阿竹见那少女的身影被少爷的白马疾速追上,又被少爷轻轻提上马背,两人同那白马渐渐消失在皑皑天地之
间。
霍曜回来后便和阿竹将红衣少女带上乌修崖上的山洞中。由于大雪封山一时不便赶路,这红衣少女又奄奄一息,阿竹和霍曜便在洞中逗留了几日为她疗治。阿竹在她的臂弯割了一个小口,每日和少爷轮流用内力为女孩逼出回血,同时又送了雕儿飞出关外带了药草回来。到了第五日的下午,阿竹从雪地猎了野兔回来,看到少爷正站在洞外眺望崖下那石寨的方向,面上那镂银的面具被白雪映得熠熠发亮。
听到阿竹的脚步声,霍曜转过头道,“她醒了。”
阿竹忙走进洞中,看见红衣少女正吃力地梳理自己凌乱的头发,看见阿竹进来似乎愣了一下,小声道,“怎么一个面具一个黑纱。”
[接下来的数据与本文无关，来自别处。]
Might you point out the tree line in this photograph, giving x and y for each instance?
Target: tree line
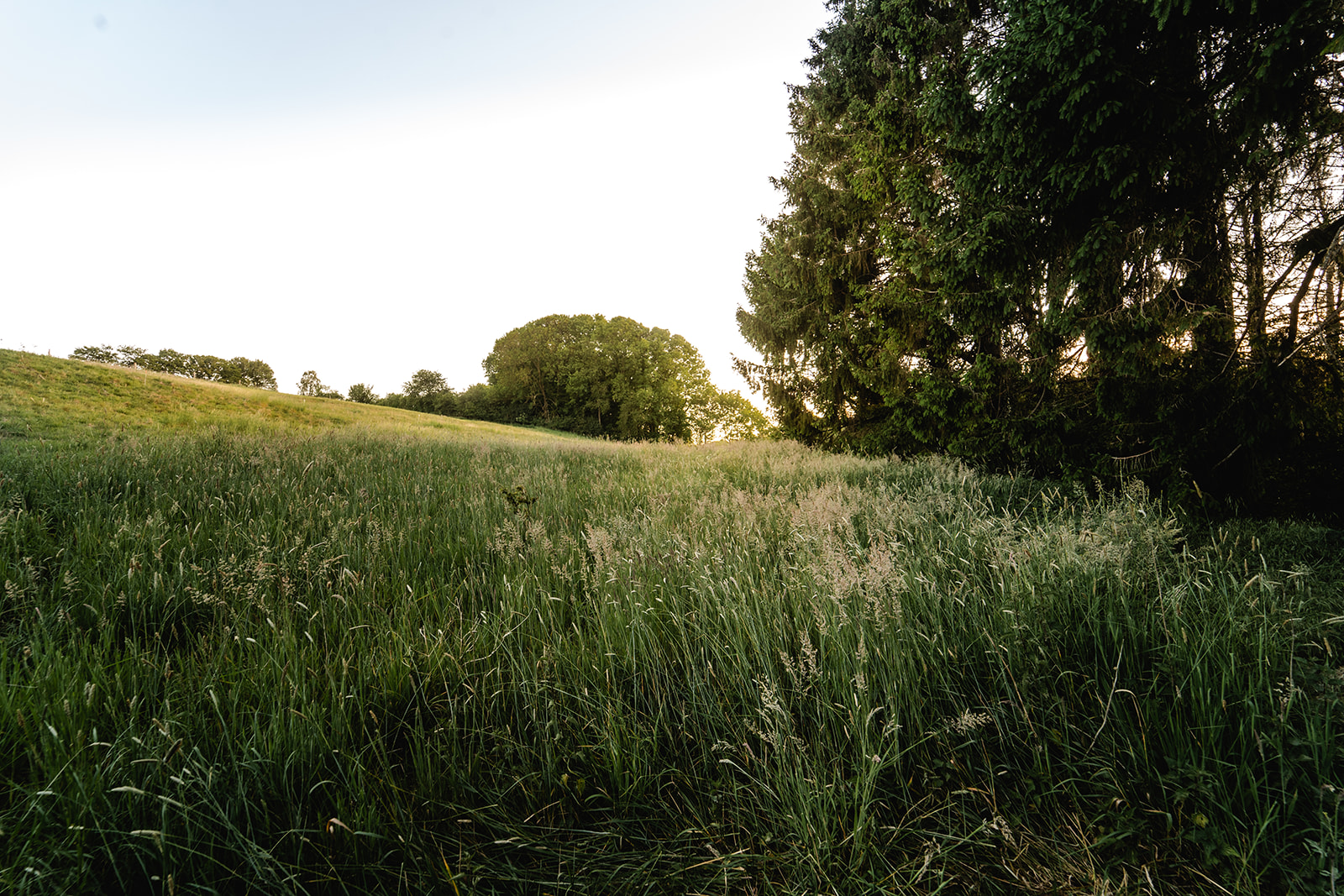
(1084, 239)
(584, 374)
(242, 371)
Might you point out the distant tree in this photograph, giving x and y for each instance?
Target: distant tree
(362, 394)
(427, 391)
(480, 403)
(309, 385)
(738, 419)
(98, 354)
(253, 372)
(202, 367)
(598, 376)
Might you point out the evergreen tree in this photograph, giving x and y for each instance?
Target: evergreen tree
(1037, 231)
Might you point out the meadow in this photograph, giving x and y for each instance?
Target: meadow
(252, 642)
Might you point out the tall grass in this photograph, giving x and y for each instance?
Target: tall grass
(358, 660)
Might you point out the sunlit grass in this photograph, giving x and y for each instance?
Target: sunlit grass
(386, 652)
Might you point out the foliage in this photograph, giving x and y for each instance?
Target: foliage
(480, 403)
(363, 394)
(427, 391)
(312, 387)
(1037, 233)
(241, 371)
(611, 378)
(465, 658)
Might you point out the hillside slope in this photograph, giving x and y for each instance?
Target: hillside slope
(252, 642)
(45, 396)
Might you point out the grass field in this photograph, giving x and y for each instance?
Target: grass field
(252, 642)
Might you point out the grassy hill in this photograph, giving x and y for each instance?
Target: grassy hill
(253, 642)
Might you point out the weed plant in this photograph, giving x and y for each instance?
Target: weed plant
(261, 658)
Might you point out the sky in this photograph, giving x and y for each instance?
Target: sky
(371, 187)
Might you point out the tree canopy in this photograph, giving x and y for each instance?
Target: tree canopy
(242, 371)
(1093, 238)
(613, 378)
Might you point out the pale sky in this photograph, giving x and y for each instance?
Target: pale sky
(367, 188)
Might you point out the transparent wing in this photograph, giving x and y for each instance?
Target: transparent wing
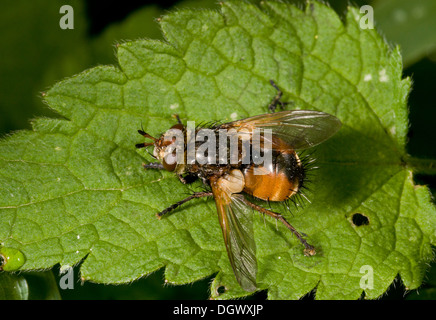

阿竹见她梳理头发的手仍是歪歪斜斜使不上力气,便走过去帮她梳理辫发;又见她脸上多有污痕,便从洞外取来一些雪块用篝火融化了,帮她擦净脸庞。待到收拾完毕,红衣少女浓烈而明灿的眸子在蛾眉下绽出生气来。虽然仍带有几分病容,那少女却如格桑花儿一般绽放洞中。
“洞外的那位是…?”红衣少女忽然用小声问道。
“我家三少爷。”
“多谢你们相救。。。与我一同的。。。那个姑娘呢?”
“她说还有个弟弟留在寨中,便回去了。”
“你们。。。”那女孩儿转了转眸子,“可要将我也送回那寨中去。”
阿竹轻轻一笑,“你的同伴让我们把你送回你的部落去。你既醒了,不妨告诉我们你的部落在哪里。”
红衣女孩犹豫了一下道,“沿忽图河西行便是。”
阿竹见她说的含糊,知她有些对自己和三少爷的外族身份有所顾虑,本想问她的姓名,见状也就做了罢。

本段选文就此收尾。